La familia… y uno más

Pues sí. En eso estamos. Resulta que aún no hemos soplado la primera vela de cumpleaños de Patuca y ya la vamos a convertir en hermana mayor. ¿Mola? Mazo. Estoy muy contenta, pero, al mismo tiempo, hay que reconocer que la cosa pone un poco de respeto. Cuando el peque (o la peque, que aún no se sabe) de la casa nazca, la súper hermana mayor tendrá la friolera de 18 meses. ¡Tachán! ¡Dos bebés en casa!

Que está muy bien. Tiene muchas cosas positivas. Se llevarán muy poco, así que tendrán mucho más en común y podrán jugar casi desde el principio. Además, Patuca casi ni se acordará de lo que es ser hija única, con lo que minimizamos (en lo posible) los celos. Por otra parte, aún no nos hemos olvidado de todo lo que hemos aprendido en estos meses (a lo mejor, si hubiesen pasado cuatro años, ya no sabíamos controlar tan bien las dosis del biberón…). Aún no hemos “malacostumbrado” el cuerpo a descansar y dormir a pierna suelta (imagínate que Patuca tuviera 10 años y durmiera los domingos hasta las 12 de la mañana, sí que iba a dar pereza un bebé! )…

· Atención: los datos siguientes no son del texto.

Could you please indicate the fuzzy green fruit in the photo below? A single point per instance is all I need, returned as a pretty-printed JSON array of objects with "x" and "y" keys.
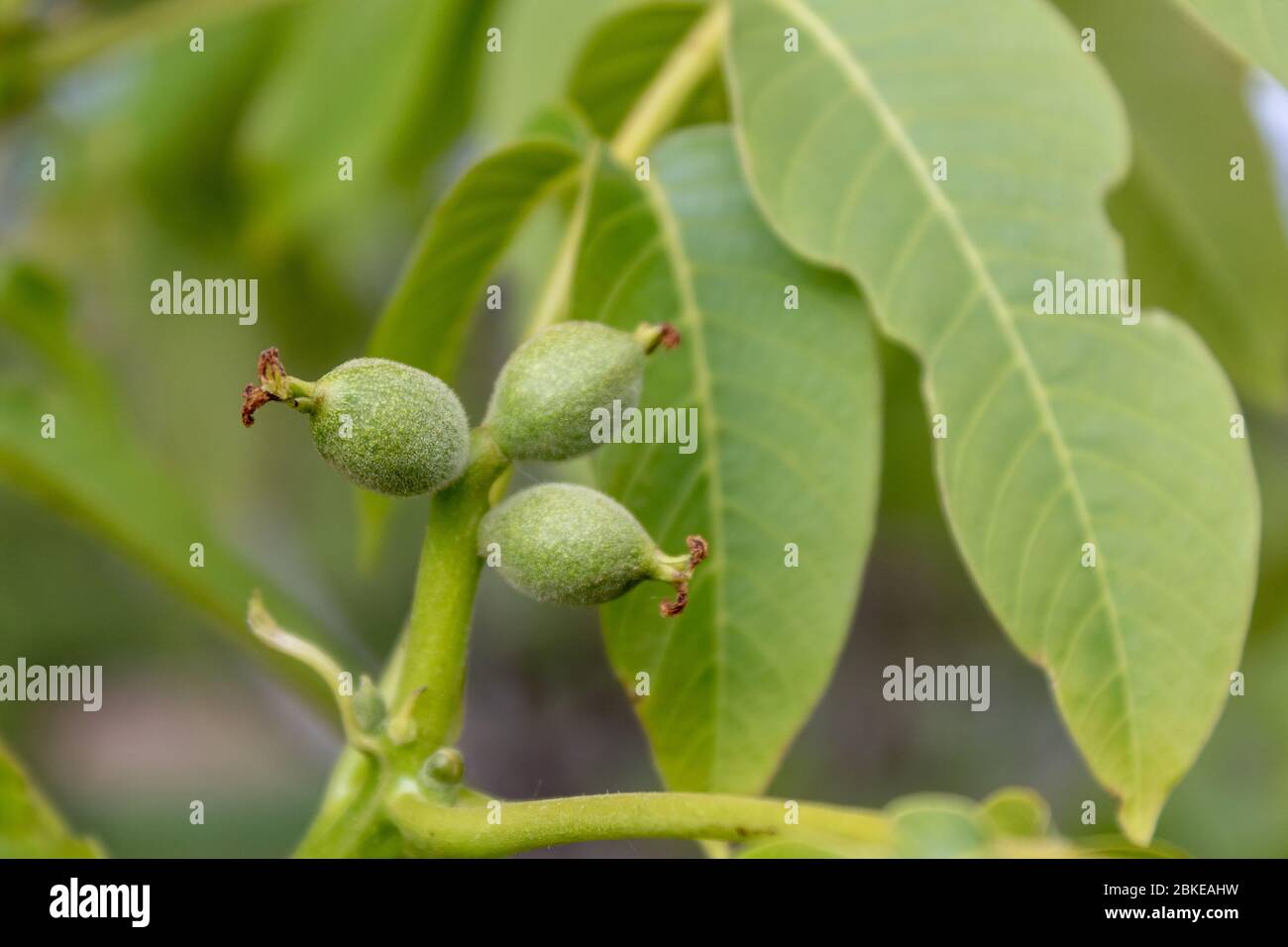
[
  {"x": 574, "y": 545},
  {"x": 544, "y": 397},
  {"x": 385, "y": 425}
]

Pero también es verdad que, tenerlos tan juntos, tiene sus desventajas problemas prácticos. Como lo de salir a la calle con dos bebés (esto da para otro post… madre mía la tesis que estoy haciendo sobre esto!), o lo de ducharte mientras dos bebés lloran para que acabes (me planteo cortarme el pelo, para tardar menos, no sé cómo lo veis…), o lo de descansar sólo ese poquito que descansábamos (que se convertirá en nada por un tiempo)…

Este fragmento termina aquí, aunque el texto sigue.